There was a major increase in Irish runners this year. Over recent years more than half of the participants had come from overseas, but Irish runners made up 57% of this year's entrants. There were also more women than ever before, making up one-third of the field.

But there is only one Mary Hickey Nolan, the only woman who ran in all the Dublin City Marathons to date, with this being her 29th race.

The event started at 8.50 a.m. with the wheelchair entrants, followed by the elite and then the general field at 9 a.m.
As usual the route went from Fitzwilliam Square through the inner city and the Phoenix Park, to end at Merrion Square.

The first male runner to finish this year was the Ukrainian Andriy Naumov, who ran the 26.2 mile distance in 2 hours, 11 minutes and 6 seconds. As the overall winner he received the Noel Carroll Memorial Trophy and a € 15,000 cash prize.

Thus for the 16th year in a row the winner of the Dublin City Marathon was not Irish, a price we have to pay for opening the event to foreign competitors. The best runner from Ireland was Michael O'Connor, while the Russian Larrisa Zousko was the fastest woman with a time of 2 hours, 29 minutes and 55 seconds.
The special wheelchair race was won by Paul Hannan from Armagh in 2 hours, 22 minutes and 33 seconds.

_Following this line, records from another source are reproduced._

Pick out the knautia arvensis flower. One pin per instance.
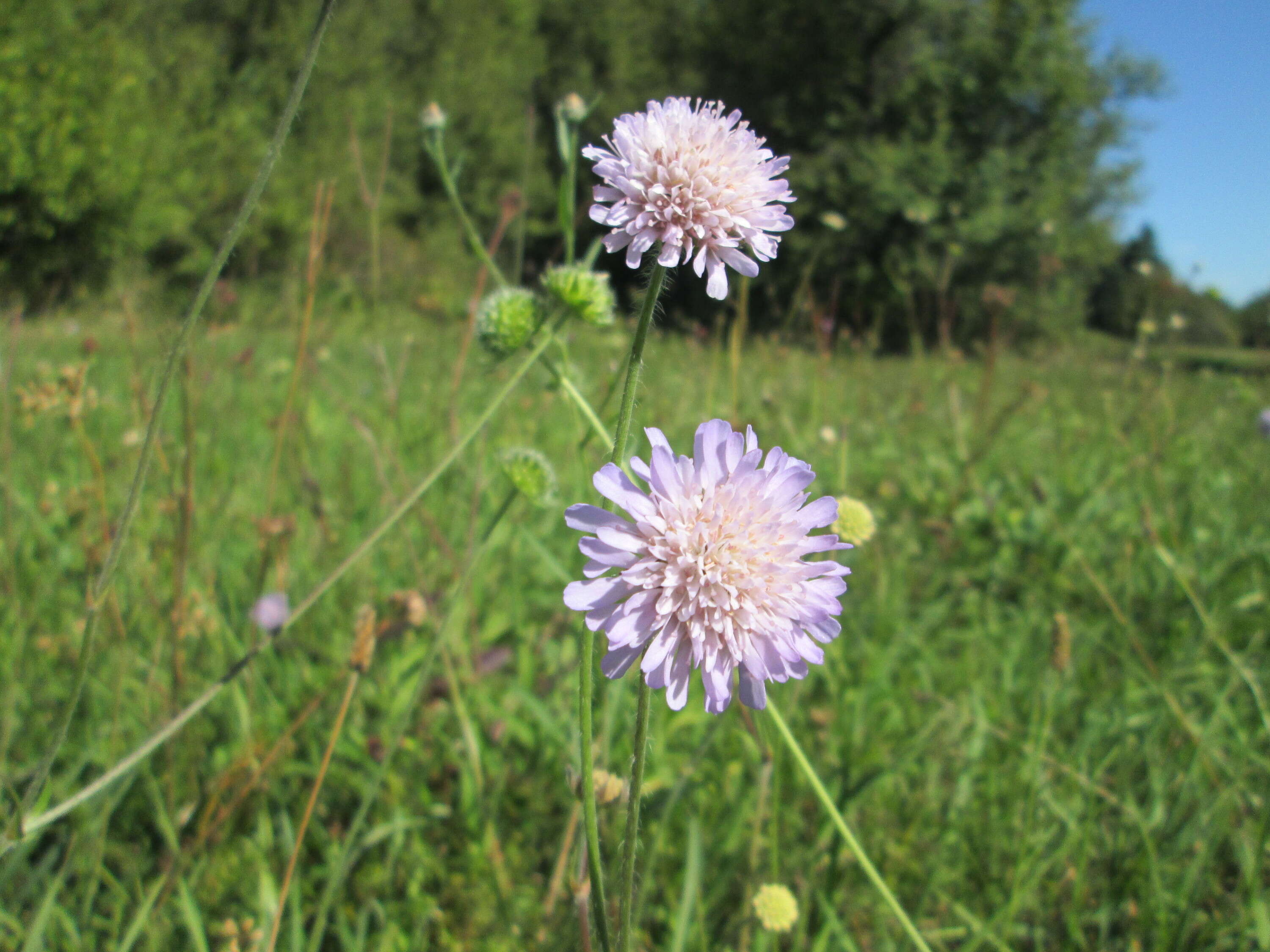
(710, 568)
(696, 181)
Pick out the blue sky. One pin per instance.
(1206, 151)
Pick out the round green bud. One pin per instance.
(531, 474)
(506, 320)
(432, 118)
(573, 108)
(855, 522)
(585, 294)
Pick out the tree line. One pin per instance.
(952, 158)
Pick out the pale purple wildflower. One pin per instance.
(271, 612)
(710, 569)
(695, 179)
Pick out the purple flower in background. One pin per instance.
(271, 611)
(696, 181)
(710, 569)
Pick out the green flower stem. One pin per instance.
(33, 824)
(580, 400)
(627, 903)
(102, 586)
(569, 190)
(436, 145)
(586, 668)
(853, 843)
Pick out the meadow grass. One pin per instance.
(1044, 718)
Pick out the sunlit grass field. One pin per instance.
(1044, 718)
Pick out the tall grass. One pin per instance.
(1115, 801)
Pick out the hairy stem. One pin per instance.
(586, 671)
(853, 843)
(627, 902)
(178, 347)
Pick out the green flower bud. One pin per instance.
(855, 522)
(573, 108)
(585, 294)
(531, 474)
(432, 118)
(506, 320)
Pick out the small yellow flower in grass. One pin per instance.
(609, 787)
(855, 523)
(776, 908)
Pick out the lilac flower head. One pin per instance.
(710, 569)
(696, 181)
(271, 611)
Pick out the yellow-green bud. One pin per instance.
(531, 474)
(506, 320)
(834, 221)
(586, 294)
(776, 908)
(432, 118)
(573, 108)
(855, 522)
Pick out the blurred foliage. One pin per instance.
(950, 157)
(1255, 322)
(1138, 296)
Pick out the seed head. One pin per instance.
(696, 181)
(776, 908)
(586, 294)
(507, 319)
(855, 522)
(272, 611)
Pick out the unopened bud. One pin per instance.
(531, 474)
(855, 522)
(573, 108)
(586, 294)
(432, 118)
(507, 319)
(834, 221)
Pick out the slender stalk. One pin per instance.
(586, 669)
(33, 824)
(436, 145)
(853, 843)
(627, 902)
(178, 347)
(422, 680)
(353, 677)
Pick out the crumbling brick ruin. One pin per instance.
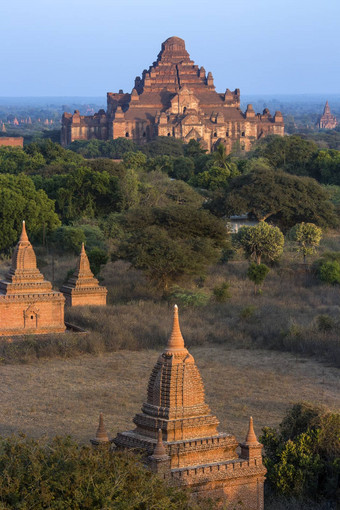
(327, 119)
(174, 97)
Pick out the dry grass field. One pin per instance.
(65, 396)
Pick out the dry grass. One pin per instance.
(284, 318)
(65, 396)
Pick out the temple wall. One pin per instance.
(11, 141)
(85, 299)
(24, 315)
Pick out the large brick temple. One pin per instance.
(327, 119)
(28, 305)
(174, 97)
(179, 434)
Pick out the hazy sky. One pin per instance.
(89, 47)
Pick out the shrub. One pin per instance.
(186, 298)
(329, 272)
(302, 458)
(222, 293)
(97, 259)
(325, 323)
(63, 474)
(257, 274)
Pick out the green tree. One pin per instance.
(302, 458)
(262, 240)
(329, 272)
(63, 474)
(171, 243)
(135, 160)
(257, 274)
(19, 200)
(97, 258)
(183, 168)
(307, 236)
(164, 146)
(284, 198)
(292, 154)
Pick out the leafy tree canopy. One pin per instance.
(284, 199)
(261, 241)
(307, 236)
(172, 242)
(19, 200)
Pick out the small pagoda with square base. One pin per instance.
(179, 435)
(28, 305)
(83, 288)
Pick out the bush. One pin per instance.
(302, 458)
(97, 259)
(222, 293)
(63, 474)
(257, 274)
(329, 272)
(325, 323)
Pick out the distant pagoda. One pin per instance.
(28, 305)
(83, 288)
(177, 98)
(327, 119)
(179, 434)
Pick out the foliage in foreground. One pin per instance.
(303, 457)
(63, 474)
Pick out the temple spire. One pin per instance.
(251, 437)
(159, 450)
(176, 340)
(23, 236)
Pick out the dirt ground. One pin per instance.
(65, 396)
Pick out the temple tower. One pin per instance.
(83, 288)
(327, 120)
(28, 305)
(179, 434)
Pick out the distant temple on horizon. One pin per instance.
(327, 119)
(174, 97)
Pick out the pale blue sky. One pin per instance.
(89, 47)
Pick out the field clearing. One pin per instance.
(65, 396)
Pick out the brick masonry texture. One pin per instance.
(179, 434)
(28, 305)
(327, 120)
(83, 288)
(174, 97)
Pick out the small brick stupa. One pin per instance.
(28, 305)
(83, 288)
(327, 119)
(179, 434)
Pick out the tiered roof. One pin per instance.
(24, 277)
(83, 283)
(176, 406)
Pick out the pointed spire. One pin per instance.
(83, 263)
(251, 437)
(23, 237)
(159, 450)
(176, 340)
(101, 434)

Even though I run for at least an hour every morning - and on some days longer - I have not yet attempted a marathon myself. I have the greatest respect for anyone who has done it and wish them all the best, together with my sincere congratulations to the winners.

The Emerald Islander

1 comment:

Anonymous said...

Some might say what are you running from or who are you running to? Running in itself is a good thing with the proper rubdown afterwards for sore muscles. Many younger people should run more as they have the ability. One of the traditions of the family walking on sundays is even more valuable.